Charles William Grube (June 11, 1904 – January 21, 1976) was an American football player.

== Biography ==
Grube was born in 1904 in Saginaw, Michigan, attended Arthur Hill High School in that city. He then enrolled at the University of Michigan where he played college football at the end position for the Michigan Wolverines football team from 1923 to 1925. He played at fullback in 1923, but was moved to end in 1925. At the time, one sports writer noted: "Grube has all the essentials of a good end ... He is a sure and hard tackler can handle a ball and is perhaps a better on defense than he is on offense." He played on the 1925 Michigan Wolverines football team that included quarterback Benny Friedman and fellow end Bennie Oosterbaan.

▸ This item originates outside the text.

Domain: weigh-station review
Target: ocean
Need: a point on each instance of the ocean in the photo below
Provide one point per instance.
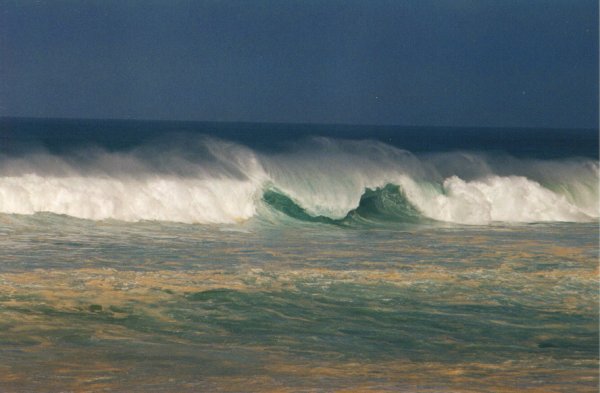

Grube later played professional football for the Detroit Panthers in 1926. He appeared in two games for the Panthers, one of them as a starter.

In the 1930s, Grube was a football coach at Eastern High School in Lansing, Michigan and his alma mater, Arthur Hill High School, in Saganaw.

Grube died in 1976 at age 72 while residing in Hollywood, Florida.